Rizière
Rizière
Défiant la désolation habituelle de la saison sèche, cette rizière de Champassak est bien irriguée par les eaux du Mekong.
À Champassak, en fin de journée, dans un moment de fatigue et de lassitude comme on peut en vivre lors d'un long voyage, j'errais dans les rues en rêvant d'une crème glacée...
Arrivé à l'extrémité nord de la bourgade, la curiosité m'a plutôt emporté sur un petit chemin de terre qui me conduisit au coeur d'une rizière féerique, bien irriguée, tel qu'on en voit peu en cette saison sèche. Une rizière de ce beau vert tendre et puissant de sérénité qui fait aimer les rizières. À l'ouest, le soleil se couchait derrière les montagnes bleuies, qui quelques instants plus tard allaient se fondre avec le ciel. Partout des libellules virevoletaient, parfois pareussement, parfois en prenant soudainement la poudre d'escampette.
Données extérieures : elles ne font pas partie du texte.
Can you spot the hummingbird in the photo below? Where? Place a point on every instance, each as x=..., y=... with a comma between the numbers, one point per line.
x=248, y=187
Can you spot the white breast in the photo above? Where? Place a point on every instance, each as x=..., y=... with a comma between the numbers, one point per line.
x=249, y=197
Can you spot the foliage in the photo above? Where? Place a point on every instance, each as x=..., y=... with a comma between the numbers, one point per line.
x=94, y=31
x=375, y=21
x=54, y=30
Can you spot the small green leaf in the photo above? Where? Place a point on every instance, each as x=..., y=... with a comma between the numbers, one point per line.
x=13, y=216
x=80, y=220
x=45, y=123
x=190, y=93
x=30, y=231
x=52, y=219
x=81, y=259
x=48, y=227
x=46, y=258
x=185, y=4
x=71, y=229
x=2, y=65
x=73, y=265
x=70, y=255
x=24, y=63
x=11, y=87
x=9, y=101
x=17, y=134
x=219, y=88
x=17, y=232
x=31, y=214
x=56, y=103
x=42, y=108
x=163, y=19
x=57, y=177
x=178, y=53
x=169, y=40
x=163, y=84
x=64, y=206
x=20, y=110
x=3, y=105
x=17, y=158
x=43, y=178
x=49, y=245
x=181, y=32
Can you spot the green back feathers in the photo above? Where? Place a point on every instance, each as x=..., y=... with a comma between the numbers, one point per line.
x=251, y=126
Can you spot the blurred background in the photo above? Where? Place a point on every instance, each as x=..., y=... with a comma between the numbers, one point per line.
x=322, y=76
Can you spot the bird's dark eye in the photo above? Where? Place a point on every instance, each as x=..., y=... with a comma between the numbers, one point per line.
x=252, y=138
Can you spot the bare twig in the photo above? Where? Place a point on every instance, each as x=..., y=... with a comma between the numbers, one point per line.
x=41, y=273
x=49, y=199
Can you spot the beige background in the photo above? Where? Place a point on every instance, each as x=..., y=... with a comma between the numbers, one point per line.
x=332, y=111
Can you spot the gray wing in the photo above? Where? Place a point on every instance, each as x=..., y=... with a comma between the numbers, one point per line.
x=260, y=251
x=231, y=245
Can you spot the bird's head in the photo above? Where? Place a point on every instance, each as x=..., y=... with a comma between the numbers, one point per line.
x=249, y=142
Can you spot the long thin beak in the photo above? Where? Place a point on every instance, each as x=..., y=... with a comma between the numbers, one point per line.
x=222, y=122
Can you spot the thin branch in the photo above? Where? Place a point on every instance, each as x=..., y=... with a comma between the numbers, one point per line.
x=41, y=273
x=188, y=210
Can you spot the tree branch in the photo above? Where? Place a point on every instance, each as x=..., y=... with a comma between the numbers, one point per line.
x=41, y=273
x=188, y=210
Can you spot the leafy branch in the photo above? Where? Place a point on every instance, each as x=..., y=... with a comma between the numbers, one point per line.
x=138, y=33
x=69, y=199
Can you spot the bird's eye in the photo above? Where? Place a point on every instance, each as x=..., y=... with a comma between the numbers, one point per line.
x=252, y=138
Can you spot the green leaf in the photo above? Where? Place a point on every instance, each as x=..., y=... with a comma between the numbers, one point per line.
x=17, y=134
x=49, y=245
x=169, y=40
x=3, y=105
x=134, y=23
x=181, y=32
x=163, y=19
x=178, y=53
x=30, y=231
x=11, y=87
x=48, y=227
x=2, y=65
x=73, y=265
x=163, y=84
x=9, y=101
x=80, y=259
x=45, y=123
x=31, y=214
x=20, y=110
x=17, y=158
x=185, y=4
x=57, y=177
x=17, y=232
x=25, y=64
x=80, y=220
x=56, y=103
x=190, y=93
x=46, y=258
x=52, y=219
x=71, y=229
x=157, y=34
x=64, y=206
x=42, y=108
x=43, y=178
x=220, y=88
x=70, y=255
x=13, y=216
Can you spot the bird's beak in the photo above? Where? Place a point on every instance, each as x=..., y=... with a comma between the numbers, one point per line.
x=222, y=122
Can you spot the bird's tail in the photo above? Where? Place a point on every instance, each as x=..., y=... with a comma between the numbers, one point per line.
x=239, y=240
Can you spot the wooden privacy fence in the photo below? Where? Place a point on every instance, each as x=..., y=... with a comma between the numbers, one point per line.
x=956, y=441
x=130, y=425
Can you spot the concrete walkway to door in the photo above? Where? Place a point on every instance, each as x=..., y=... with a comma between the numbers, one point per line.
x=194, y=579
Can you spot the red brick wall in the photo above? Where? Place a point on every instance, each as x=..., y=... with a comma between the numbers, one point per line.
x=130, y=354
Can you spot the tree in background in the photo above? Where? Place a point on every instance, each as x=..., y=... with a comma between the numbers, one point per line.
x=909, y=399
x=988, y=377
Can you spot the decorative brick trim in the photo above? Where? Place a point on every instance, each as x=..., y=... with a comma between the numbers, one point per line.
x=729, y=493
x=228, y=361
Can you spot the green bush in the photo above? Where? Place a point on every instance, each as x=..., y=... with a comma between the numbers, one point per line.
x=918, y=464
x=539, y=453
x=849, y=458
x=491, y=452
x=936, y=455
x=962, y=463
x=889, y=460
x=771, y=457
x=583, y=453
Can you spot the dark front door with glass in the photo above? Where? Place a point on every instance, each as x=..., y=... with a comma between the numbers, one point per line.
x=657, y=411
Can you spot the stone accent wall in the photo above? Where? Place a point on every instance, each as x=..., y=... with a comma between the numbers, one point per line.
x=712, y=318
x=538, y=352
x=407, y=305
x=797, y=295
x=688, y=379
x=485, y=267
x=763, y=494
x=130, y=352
Le gazouillement de petits oiseaux et le sifflement d'insectes, véritables rythmes de vie, remplaçaient ici le silence de mort des rizières ailleurs asséchées.
Sur le chemin de terre rougâtre bordé de clôtures tordues, vinrent des enfants qui poussaient une charette chargée de melons d'eau. Une femme souriante prenait place, comme une reine, dans une seconde charette poussée par l'un de ses fils. Au passage, ils tranchèrent spontanément un melon et, sans rien demander, m'en offrirent un généreux quartier. Tout autant que ce geste bon et désintéressé, l'intérieur jaune du savoureux fruit, si éclatant et si vif, ne pouvait que réjouir l'âme. Cela valait bien mille crèmes glacées!